SPring-8を用いた精密構造解析による分子軌道分布の可視化法を開発、電子状態の直接観測に成功 ― 電荷分布観測による新たな分子設計への提案 ―(プレスリリース)
- 公開日
- 2017年08月07日
- BL02B1(単結晶構造解析)
2017年8月7日
名古屋大学
高輝度光科学研究センター
分子科学研究所
【ポイント】
• 近年の大型放射光施設SPring-8で得られる高輝度・高分解能なX線回折測定
• 詳細な電子状態の議論を可能とするコア差フーリエ合成(CDFS)法による電子密度解析手法の提案
• より幅広い物質における電子物性解明の新たな展開
名古屋大学大学院工学研究科(研究科長:新実 智秀)の鬼頭 俊介(きとう しゅんすけ)大学院博士後期課程学生、澤 博(さわ ひろし)教授、高輝度光科学研究センターの杉本 邦久(すぎもと くにひさ)博士らは、大型放射光施設SPring-81)におけるX線回折実験による分子性結晶2)の分子軌道分布を可視化して定量分析する方法を確立し、分子科学研究所、東京工業大学の研究グループとともに40年間解けなかった擬一次元性分子性結晶中の、実空間における電子状態の直接観測に成功しました。 【論文】 |
【研究背景と内容】
原子により構成される分子は数百万種類以上存在するだけでなく、毎年万の単位で新しく合成され続けています。この分子の集合体である分子性結晶は、それらの組み合わせで構成されるため、実際上無限の物質群を設計することが可能です。分子性結晶では分子間の相互作用や電子相関などのエネルギーが拮抗し、更にそのしなやかさによって、多彩な電子物性を示します。物質の性質(物性)を正しく理解するためには、その系でどのような相互作用が協力/競合しているかを明らかにする必要があり、そのためには精密な結晶構造と電子分布状態の情報が不可欠です。分子性物質の場合には、分子軌道分布状態の観測が物質設計に対する指針を示す上でも非常に重要と考えられています。現在では、計算科学の発展により、分子設計には量子化学計算3)が大きな役割を担っています。しかし、実際の分子性結晶の電子状態を含めた精密な情報を実験的に明らかにすることは、構成原子数が多く結晶構造を記述するための独立なパラメータが膨大になるために困難でした。

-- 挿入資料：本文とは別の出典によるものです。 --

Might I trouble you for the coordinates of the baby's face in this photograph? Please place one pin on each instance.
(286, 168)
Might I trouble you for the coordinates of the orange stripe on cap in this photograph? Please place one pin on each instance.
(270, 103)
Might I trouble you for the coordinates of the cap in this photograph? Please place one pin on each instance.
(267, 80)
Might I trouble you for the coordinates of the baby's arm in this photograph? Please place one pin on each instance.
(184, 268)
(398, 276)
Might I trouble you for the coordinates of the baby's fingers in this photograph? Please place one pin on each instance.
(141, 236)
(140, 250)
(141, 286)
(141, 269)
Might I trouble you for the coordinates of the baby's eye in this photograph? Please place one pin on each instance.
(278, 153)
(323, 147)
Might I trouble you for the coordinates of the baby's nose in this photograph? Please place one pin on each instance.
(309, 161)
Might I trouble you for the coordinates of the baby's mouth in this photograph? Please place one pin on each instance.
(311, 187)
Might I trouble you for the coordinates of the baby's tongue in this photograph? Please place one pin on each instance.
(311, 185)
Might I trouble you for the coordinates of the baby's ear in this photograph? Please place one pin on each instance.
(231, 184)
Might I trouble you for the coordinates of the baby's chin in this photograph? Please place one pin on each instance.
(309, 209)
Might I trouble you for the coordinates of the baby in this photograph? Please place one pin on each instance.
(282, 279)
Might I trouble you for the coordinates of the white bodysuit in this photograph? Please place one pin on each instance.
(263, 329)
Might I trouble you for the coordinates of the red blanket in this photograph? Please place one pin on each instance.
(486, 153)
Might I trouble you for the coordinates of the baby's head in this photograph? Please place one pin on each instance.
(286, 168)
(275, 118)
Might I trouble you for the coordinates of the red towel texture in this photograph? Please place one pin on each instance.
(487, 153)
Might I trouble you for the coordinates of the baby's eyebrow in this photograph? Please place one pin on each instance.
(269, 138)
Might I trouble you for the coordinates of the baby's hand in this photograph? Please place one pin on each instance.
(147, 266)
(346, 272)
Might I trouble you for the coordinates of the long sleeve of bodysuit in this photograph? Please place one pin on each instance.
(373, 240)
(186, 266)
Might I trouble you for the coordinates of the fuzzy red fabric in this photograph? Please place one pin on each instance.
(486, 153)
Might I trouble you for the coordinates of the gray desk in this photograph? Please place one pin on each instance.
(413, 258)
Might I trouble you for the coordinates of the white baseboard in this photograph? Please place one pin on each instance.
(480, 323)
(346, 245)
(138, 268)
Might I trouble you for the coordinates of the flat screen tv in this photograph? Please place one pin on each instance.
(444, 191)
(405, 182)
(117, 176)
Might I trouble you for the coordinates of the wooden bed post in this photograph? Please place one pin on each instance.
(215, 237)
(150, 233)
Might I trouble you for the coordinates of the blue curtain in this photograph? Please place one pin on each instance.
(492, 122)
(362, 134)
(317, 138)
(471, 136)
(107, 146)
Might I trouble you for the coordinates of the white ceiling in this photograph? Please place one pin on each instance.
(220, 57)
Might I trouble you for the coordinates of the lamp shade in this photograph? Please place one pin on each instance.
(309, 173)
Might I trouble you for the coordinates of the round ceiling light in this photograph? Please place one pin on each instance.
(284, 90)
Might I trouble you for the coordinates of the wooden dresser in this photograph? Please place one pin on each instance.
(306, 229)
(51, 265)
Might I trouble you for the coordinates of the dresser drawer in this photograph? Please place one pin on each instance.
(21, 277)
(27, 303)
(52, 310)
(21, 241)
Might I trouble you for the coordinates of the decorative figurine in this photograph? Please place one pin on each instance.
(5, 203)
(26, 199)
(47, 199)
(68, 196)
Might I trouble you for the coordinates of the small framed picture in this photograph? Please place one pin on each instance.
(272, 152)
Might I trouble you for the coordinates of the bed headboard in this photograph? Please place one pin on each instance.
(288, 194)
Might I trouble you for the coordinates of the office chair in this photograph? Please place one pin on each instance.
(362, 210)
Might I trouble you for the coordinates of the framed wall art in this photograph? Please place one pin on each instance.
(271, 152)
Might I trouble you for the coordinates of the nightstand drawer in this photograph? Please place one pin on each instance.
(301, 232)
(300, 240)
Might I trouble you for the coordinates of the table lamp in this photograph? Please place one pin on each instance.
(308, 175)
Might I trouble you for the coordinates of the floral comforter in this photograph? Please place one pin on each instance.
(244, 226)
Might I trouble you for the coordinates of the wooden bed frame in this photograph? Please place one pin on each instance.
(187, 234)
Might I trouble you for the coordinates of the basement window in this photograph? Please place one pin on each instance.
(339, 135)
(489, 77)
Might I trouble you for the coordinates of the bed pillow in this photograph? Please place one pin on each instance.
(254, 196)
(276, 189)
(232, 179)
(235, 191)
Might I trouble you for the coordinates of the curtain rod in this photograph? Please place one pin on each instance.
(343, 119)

我々は、良質な単結晶試料と大型放射光施設SPring-8で得られる高エネルギーのX線によって得られた高輝度・高分解能な回折データを捉えることが可能な装置(BL02B1、図1)を立ち上げ、注意深く丁寧に解析をすることで電荷秩序に伴う微小な構造変化を初めて明らかにしました。さらに、CDFS法による電子密度解析を提案し分子軌道分布状態を直接的に観測する手法を確立しました。
分子を構成しているのは原子です。原子は内殻からK殻、L殻…と表わさせる軌道に順番に電子が詰まっており、その電子数が原子核を構成している陽子と同数の場合にその数が原子番号となります。分子を構成するためには、原子同士が結合を作りますが、内殻の電子はこの結合にはほとんど寄与しません。一方、結合を形成する電子軌道の集まりは分子軌道と呼ばれますが、更にその軌道の一部にだけ電子が存在しているような軌道がその分子の性質に大きく寄与します。通常のX線回折では原子の位置の情報程度しか得ることが出来ませんが、我々の開発した手法は分子の性質を色濃く反映する分子軌道だけを抽出することが出来ます。これが、分子軌道の直接観測を謳っている所以です。
このような新しい実験手法と解析方法を提案するためには、多角的に調べられた標準的な物質の電子状態が説明可能か否かという検証が不可欠です。そこで、本研究では典型的な擬1次元性分子性結晶として知られる(TMTTF)2PF6を選びこの手法の適用を試みました。この系の最初の報告は1978年で、PF6は-1価の閉殻のアニオン(陰イオン)分子、TMTTFは+0.5価の開殻のドナー分子4)であり、TMTTF分子は二量化することで+1価の電荷をもつダイマー(二量体5))を形成して1次元的に積層した結晶構造を形成しています(図2左)。このような非常にシンプルな結晶構造にもかかわらず、温度-圧力相図上では多彩な電子物性(金属、ダイマー・モット絶縁体、電荷秩序相6)、スピン・パイエルス相、反強磁性相、超伝導相)を示します。特に、電荷秩序相では誘電率測定などからTMTTF二量体内で電荷移動が示唆されていましたが、中性子回折など様々な実験が為されたにも関わらず、実空間におけるその直接証拠を捉えることが出来なかった為“構造変化なき転移 (structure-less transition) ”とも呼ばれて、40年以上もミステリーとされていました。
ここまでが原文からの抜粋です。